The panel commissioned by the CAA to examine the failure which led to flight cancellations or delays affecting 700,000 passengers reported the problem proved “more protracted than it might otherwise have been” due to senior engineers not being available on site over the bank holiday.
It also noted a failure “to rehearse” for such an incident.
The ‘progress report’ published on March 14 found it took an engineer 90 minutes to arrive on site, the most senior engineer on duty was not called for more than three hours and Nats waited four hours to call the software supplier for help.
The issue arose when Nats’ systems could not process a flight plan for a Los Angeles to Paris service which included identical abbreviations for two ‘waypoints’ on its route – Deauville in France and Devil’s Lake, North Dakota, both designated DVL.
Both Nats’ primary and secondary systems shut down as designed to do within 20 seconds of each other to prevent transfer of the ‘corrupt’ data.
But the problem flight plan remained in the queue for processing so each time the systems were restarted they immediately shut down again.
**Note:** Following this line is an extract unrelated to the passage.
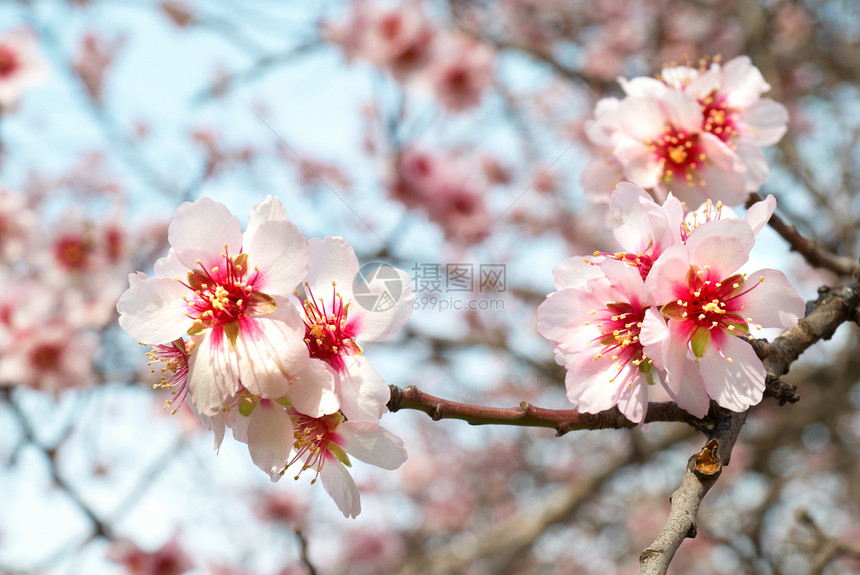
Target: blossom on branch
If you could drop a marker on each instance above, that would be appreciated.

This cycle only ended “with the assistance of [the] system supplier four hours after the event”.
The Airlines UK association declared the report “damning evidence that Nats’ basic resilience planning and procedures were wholly inadequate”.
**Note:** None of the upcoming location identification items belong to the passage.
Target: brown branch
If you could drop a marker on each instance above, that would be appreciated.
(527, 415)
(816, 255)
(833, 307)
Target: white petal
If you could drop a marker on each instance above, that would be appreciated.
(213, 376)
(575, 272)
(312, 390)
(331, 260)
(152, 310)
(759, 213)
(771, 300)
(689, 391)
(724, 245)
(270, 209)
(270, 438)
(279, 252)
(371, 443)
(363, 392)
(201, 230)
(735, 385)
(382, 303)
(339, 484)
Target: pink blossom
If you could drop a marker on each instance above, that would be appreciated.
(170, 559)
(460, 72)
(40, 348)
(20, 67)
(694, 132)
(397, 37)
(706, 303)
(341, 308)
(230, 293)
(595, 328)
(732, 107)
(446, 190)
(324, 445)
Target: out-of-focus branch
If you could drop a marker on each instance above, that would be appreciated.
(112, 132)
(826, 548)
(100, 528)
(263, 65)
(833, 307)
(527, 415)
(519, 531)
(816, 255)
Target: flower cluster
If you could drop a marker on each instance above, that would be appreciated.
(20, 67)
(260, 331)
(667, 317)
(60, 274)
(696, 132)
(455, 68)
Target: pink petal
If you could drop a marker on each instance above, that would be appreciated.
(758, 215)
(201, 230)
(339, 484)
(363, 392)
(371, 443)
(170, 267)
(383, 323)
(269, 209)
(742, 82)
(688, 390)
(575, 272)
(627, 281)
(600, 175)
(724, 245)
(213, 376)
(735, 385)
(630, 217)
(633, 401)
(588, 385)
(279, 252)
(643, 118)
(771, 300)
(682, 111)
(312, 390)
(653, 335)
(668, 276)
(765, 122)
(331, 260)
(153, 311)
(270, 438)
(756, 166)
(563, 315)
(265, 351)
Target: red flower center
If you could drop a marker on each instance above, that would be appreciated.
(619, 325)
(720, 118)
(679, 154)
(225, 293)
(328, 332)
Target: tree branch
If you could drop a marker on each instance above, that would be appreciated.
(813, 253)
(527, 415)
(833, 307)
However, the report also highlighted poor treatment of passengers by airlines, noting it’s “startling that an air traffic control problem which was fixed within seven hours caused so many cancellations and delays . . . for so long”.
The report found “a good deal of dissatisfaction with the speed, style and effectiveness of [Nats’] communications”, including delays in warnings and limited explanation of what was happening and how long the problem was likely to last, and it suggested: “This resulted in more severe impacts on passengers than was necessary.”
But it also found “evidence of some very poor examples of consumer care” and noted: “Some passengers were not repatriated until the end of the week.”
The CAA estimates more than 300,000 passengers suffered flight cancellations, 95,000 delays of more than three hours and 300,000 delays of up to three hours, with “the worst affected those already in airports”.
The report notes: “Many complained about the shortage of visible and informed staff at airports, and the absence of any clear airport announcements. There also seems to have been some misinformation about passenger rights.”
It concludes “several factors” delayed “identification and rectification of the failure”, including the fact that there was “no single post-holder with accountability for overall management of the incident”, and there was “a lack of clear documentation identifying system connectivity”.
Crucially, the review panel found it was “common practice on public holidays for staff to be available on standby” when “major operations, such as a full system restart, cannot be performed remotely”.
The report also identified “a significant lack of pre-planning and coordination for major events and incidents”.
It noted: “There does not appear to have been any multi-agency rehearsal of the management of an incident of this nature and scale.”
Although it suggests a recurrence is “highly unlikely”, it warned: “A different set of factors could create a similar scenario without improvements to resilience planning.”
The final report due out later this year will “consider how well” CAA guidance on the treatment of passengers was followed by airlines and airports. It is expected to recommend greater oversight of Nats by the CAA.